This flagship branch of the Royal China chain might have doubled in size thanks to a four-month renovation in the summer of 2018 but compared to its huge siblings, it still feels intimate; instead of one large dining room, the restaurant is split into two, while five new private dining rooms benefit from natural light. The new look is slick without being intimidatingly stylish: gold leaf on the ceiling, red lacquer on the wall and enough black leather seating to make the restaurant smell like a luxury stand at the Beijing Motor Show.

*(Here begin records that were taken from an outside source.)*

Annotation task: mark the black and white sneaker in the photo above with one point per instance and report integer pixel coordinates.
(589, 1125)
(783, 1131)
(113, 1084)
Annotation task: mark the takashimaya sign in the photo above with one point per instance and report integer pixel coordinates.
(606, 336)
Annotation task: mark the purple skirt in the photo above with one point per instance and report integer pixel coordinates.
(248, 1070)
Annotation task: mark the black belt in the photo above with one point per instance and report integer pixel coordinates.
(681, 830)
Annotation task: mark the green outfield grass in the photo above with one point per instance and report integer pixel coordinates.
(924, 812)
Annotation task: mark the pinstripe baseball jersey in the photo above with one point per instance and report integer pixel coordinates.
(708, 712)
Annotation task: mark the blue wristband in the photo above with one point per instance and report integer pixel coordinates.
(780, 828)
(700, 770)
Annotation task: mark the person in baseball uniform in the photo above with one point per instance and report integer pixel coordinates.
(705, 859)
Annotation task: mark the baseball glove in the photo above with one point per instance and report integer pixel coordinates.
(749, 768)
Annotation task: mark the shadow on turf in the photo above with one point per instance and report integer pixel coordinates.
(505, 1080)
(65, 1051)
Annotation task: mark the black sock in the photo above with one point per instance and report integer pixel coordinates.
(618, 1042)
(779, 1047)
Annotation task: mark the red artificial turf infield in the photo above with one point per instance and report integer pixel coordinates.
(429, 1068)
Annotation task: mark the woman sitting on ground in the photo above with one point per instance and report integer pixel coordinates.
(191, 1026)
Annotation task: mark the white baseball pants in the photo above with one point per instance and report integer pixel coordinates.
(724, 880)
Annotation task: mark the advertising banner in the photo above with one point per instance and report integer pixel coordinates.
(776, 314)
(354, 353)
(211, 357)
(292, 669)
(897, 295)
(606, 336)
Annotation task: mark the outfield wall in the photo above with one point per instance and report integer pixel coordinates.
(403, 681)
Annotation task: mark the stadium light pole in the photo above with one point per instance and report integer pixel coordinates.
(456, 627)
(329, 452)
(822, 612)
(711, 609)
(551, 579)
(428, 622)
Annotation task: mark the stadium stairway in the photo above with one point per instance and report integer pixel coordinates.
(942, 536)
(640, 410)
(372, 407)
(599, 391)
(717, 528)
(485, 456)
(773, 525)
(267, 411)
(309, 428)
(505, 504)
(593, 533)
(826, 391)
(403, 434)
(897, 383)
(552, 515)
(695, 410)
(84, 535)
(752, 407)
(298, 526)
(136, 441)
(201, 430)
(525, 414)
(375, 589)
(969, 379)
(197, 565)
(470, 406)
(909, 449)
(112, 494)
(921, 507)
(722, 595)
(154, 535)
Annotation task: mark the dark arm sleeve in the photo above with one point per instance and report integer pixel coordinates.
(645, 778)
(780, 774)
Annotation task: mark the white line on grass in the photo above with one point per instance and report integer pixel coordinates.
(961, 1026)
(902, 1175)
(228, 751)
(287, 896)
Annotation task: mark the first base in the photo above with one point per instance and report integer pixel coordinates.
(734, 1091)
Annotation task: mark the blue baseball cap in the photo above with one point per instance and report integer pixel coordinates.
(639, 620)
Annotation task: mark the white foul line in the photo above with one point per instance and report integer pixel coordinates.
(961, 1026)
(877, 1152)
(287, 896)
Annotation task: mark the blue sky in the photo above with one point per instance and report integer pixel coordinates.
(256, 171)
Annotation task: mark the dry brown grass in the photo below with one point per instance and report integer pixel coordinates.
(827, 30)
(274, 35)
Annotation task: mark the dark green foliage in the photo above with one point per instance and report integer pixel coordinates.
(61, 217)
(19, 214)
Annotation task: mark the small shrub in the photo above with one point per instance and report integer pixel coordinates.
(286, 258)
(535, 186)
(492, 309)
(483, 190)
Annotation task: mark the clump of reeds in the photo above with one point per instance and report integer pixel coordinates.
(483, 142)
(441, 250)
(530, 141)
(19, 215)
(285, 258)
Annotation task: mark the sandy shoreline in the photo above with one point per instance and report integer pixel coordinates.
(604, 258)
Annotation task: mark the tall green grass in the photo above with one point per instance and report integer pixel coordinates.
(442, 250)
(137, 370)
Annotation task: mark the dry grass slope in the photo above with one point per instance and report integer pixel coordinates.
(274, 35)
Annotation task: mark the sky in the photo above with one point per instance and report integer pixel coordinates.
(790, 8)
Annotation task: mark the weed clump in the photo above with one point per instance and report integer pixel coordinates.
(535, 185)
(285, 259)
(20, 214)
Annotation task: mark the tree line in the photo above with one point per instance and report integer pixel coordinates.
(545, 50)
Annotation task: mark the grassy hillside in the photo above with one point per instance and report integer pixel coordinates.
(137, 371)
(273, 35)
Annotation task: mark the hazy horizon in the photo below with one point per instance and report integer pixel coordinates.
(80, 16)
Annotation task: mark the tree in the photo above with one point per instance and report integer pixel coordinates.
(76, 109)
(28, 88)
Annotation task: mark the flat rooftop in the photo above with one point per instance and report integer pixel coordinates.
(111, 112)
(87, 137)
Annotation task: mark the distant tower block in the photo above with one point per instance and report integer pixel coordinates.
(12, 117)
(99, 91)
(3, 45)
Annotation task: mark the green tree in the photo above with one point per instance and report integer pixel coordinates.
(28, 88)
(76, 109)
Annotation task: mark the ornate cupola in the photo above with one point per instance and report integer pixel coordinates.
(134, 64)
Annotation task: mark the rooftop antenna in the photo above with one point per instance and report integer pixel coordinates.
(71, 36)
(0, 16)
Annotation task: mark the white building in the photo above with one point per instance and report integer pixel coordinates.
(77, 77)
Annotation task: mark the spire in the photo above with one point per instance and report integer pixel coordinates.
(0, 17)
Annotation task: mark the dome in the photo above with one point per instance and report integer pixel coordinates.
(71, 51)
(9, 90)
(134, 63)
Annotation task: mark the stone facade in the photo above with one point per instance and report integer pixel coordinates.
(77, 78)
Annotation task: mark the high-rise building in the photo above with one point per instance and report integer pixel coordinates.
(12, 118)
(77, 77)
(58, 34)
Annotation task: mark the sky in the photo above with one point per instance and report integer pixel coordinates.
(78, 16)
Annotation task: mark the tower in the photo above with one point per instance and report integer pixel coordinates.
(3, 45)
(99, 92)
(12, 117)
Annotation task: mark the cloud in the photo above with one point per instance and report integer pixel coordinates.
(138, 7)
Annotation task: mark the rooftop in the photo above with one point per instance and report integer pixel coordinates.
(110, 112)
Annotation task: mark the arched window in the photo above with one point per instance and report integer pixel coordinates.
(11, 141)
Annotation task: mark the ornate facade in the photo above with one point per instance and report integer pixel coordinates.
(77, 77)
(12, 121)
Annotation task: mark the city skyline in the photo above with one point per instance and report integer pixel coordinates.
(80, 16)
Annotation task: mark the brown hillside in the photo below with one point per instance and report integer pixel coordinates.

While rivals in this price bracket might concentrate on innovating regional Chinese cuisine, Royal China Club’s approach is to stick to the classics, but using premium ingredients: fresh abalone tossed with caviar, pan-fried scallop with foie gras, or a grilled Wagyu fillet in teriyaki sauce.
If the size of the bill isn’t a concern, you will eat very well here, although more budget-minded diners may not feel that the high prices are worth paying for dishes that are not dissimilar to the Baker Street Royal China a few doors down: £22.80 for a basket of eight seafood dim sum struck us as very steep, no matter how well made the contents.
Elsewhere, soft-shell crab with salt and peppercorn was well timed and well spiced, Szechuan king prawns had noticeably fresh seafood in a well-balanced sauce (though purists may wish for more chilli heat); while roasted crispy Iberian pork belly was a faultless version of a classic dish.
Staff are delightful, and even early in the week, there is a loyal market of regulars happy to pay Royal China Club’s prices for a comfortingly reassuring dining experience. If price is a concern, daytime dim sum offers a relatively more affordable way in.